Hi Patrick,
yes, I was talking about the flock mount option, and I believe this is
an interface to allow the application to request locks from ldlm.
Without the flock mount option applications that rely on POSIX locking
are in trouble.
I'm not sure if the applications believe that they have acquired a lock,
or if it's the decision of some application to behave as if they had a
lock (ignoring that there may be race conditions with other threads or
processes). I'm also not sure if Gaussian uses flock at all but I
thought so. However, I can't find any document about this.
But you are right, the syslog message about syncing data on log cancel
is no indication if the mount option is used. It could as well be a
lustre internal lock.
Martin
On 09/07/2015 03:25 PM, Patrick Farrell wrote:
Martin,
Interesting find on the quota stuff.
About file locking...
Flock (the mount option I think you're talking about) refers specifically to POSIX
file locks. It does not change the normal Lustre locking, it only controls POSIX file
locking, which is voluntary in any case (in the sense that an application can request and
wait for such a lock if it is held elsewhere, but it can also or read write without asking
for the lock).
- Patrick
________________________________________
From: Martin Hecht [hecht(a)hlrs.de]
Sent: Monday, September 07, 2015 4:46 AM
To: Patrick Farrell; Kumar, Amit; hpdd-discuss(a)lists.01.org
Subject: Re: [HPDD-discuss] Stale File is it possible?
Hi Amit and Patrick,
On 09/04/2015 11:09 PM, Patrick Farrell wrote:
> Sent this once already, but in reply to the wrong message...
>
> Martin might know about that short read thing, since his site has a nice wiki page on
it:
>
https://wickie.hlrs.de/platforms/index.php/Lustre_short_read
sure. At first I didn't relate this question to short reads, but
"Erroneous read. Read 1 instead of 8" sounds a bit like short reads.

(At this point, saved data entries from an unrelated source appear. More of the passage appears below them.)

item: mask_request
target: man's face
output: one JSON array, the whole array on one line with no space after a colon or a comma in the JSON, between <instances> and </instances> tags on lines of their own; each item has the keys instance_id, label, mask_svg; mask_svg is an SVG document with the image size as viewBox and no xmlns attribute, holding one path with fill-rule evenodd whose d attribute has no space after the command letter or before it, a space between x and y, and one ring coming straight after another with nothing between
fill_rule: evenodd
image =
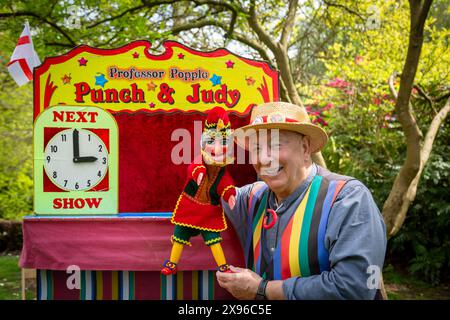
<instances>
[{"instance_id":1,"label":"man's face","mask_svg":"<svg viewBox=\"0 0 450 320\"><path fill-rule=\"evenodd\" d=\"M249 147L256 173L277 196L289 195L306 178L309 150L308 137L284 130L259 130L257 142Z\"/></svg>"}]
</instances>

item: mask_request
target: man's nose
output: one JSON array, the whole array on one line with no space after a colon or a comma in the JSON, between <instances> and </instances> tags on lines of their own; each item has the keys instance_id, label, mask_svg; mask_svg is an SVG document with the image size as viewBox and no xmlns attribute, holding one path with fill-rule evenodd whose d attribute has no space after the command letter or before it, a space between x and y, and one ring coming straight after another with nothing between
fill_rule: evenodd
<instances>
[{"instance_id":1,"label":"man's nose","mask_svg":"<svg viewBox=\"0 0 450 320\"><path fill-rule=\"evenodd\" d=\"M270 164L271 161L270 150L267 147L261 148L258 154L258 162L264 166Z\"/></svg>"}]
</instances>

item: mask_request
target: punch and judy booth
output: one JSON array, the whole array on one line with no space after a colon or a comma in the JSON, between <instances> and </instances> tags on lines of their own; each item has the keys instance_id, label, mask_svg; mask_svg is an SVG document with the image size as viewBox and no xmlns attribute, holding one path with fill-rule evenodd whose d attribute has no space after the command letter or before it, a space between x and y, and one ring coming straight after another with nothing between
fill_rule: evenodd
<instances>
[{"instance_id":1,"label":"punch and judy booth","mask_svg":"<svg viewBox=\"0 0 450 320\"><path fill-rule=\"evenodd\" d=\"M252 106L278 100L278 74L224 49L163 47L80 46L34 71L35 214L20 265L37 269L38 299L231 298L201 237L176 275L161 275L170 217L205 112L220 106L234 128L246 125ZM256 179L249 165L229 171L237 186ZM227 261L243 266L228 225Z\"/></svg>"}]
</instances>

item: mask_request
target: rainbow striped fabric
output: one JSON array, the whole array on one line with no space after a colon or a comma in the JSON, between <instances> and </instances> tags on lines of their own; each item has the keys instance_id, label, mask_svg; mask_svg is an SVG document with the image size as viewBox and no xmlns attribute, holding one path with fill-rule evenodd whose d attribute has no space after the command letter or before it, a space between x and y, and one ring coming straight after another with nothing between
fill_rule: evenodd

On the other hand, are these numbers in bytes? If that's the case I
would doubt it's a short read of a single byte. I would expect that at
least the block size is read in one IOP (unless the application really
reads each byte separately).
At
biowulf.nih.gov/apps/gaussian/#errors I have found the "translation
to English":
Disk quota of disk size exceeded. Could also be disk failure or NFS
timeout.
If you are really close to the quota limit, it might happen that the client thinks that
it could write the data, and until the next read happens, the quota mechanism has wiped
away a few bytes. At least I have seen such a behavior on NFS. Full OSTs could perhaps
cause similar behavior
Another issue comes to my mind: Which kind of locking is used? It can be specified in the
mount options. Locking might slow down lustre a bit (also depending on the version you are
using). No mount option at all means there is no locking and thread A does not notice that
thread B has the file still open.
But the error message you wrote suggests that at some locking is active. localflock
handles locking on each client locally, so the threads notice that the file is still in
use as long as the owner is on the same node, and flock does global locking. Maybe you
have to switch to global flock if you use several nodes within one job.
> Technically Lustre is allowed to return fewer bytes than requested, as it says on
that page. But it doesn't normally - LU-6389 is a bug where that can happen kind of
often. (Again, it's technically allowed as that page says... But it shouldn't
really happen in practice, which is why LU-6389 is a bug.)
>
> So perhaps Gaussian does not retry short reads? If memory serves, it's closed
source, so you can't check - but perhaps you could ask the vendor?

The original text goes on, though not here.